Project 4 (Face detection with a sliding window)
- Emanuel Zgraggen (ez), November 9th, 2011
The task given by this assignment is to implement a sliding window face detector based on concepts presented in Dalal-Triggs 2005 and Viola-Jones 2001. The algorithm will be evaluated using a common benchmark for face detection (CMU+MIT test set).
The sliding window concept is quite simple. By looping over an image with a constant step size, small image patches (36 x 36 pixels) are extracted at different scales. For each patch, the algorithm makes a decision if it contains a face or not. The focus of this project lies on the following 3 steps. They are explained in more detail further below.
- Find a good feature representation for image patches.
- Collect positive and negative training data.
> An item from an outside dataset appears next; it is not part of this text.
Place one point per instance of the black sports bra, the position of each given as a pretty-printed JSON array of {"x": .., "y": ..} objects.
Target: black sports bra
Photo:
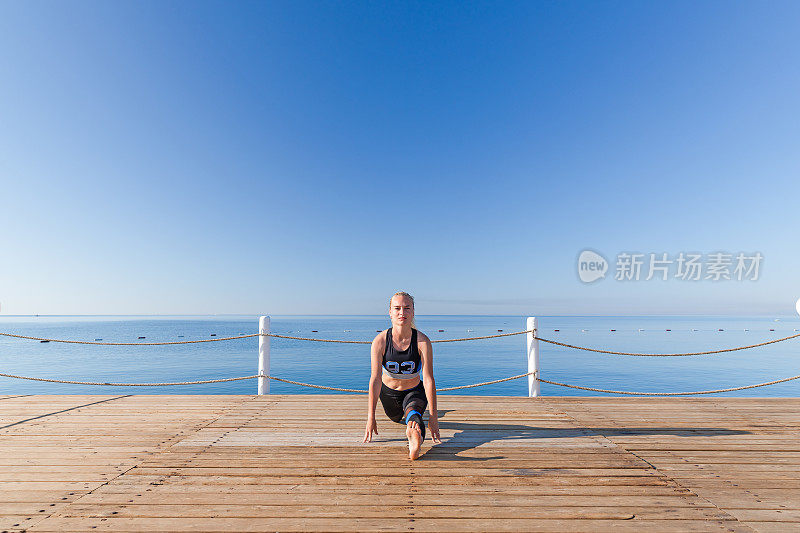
[{"x": 402, "y": 364}]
- Train a classifier using collected data.
As presented in Dalal-Triggs 2005 this solution uses Histograms of Oriented Gradient (HOG) to represent an image patch. The algorithm uses this specific implementation by Pedro Felzenszwalb. Some experiments showed that a bin size of 5 (800-dimensional feature vector for each image patch) seems to be a good trade-off between accuracy and speed.
Collect training data
The algorithm uses an iterative strategy to collect hard negative image patches. The classifier gets first trained on randomly sampled non-face patches. In the next iteration the algorithm runs the classifier on scenes which have no faces and every detection is a false positive. A new classifier gets then retrained with the initial random samples and the mined false positive patches.
Train a classifier
Two different types of classifiers have been evaluated in this project (see results section for comparison), linear and non-linear (radial basis function, RBF) SVMs. When training a linear SVM the lambda parameter has an influence on the accuracy. Some experiments showed that lambda = 1.0 is good value. For the RBF classifier a sigma value of 2.0 is used.
Non-linear classifiers tend to be more accurate in general, the problem is that they are slower to train and run. Viola-Jones 2001 introduced the concept of a cascade architecture. They key idea is to chain simpler, smaller classifiers to obtain a complex classifier that is fast in rejecting "easy" non-faces. This solution trains such cascades by combining small (400 positive, 400 negative examples) classifiers. The negative training data for each level is obtained by using the false positive patches of the higher up classifier.
Some example results.
The non-linear classifiers get better average precisions, but are slower at detection time. Using a cascade architecture helps to make it faster, but average precisions also drops. For mining hard negatives, I had the problem that the initial classifier is usually already pretty good, so that after a few iterations there were almost no false positives anymore. I added a lot of additional non-face scenes to deal with that issue. In general, adding hard negative data helps to increase the average precision (see the first two entries in the result table). Using drastically more negative training samples helps as well (third entry).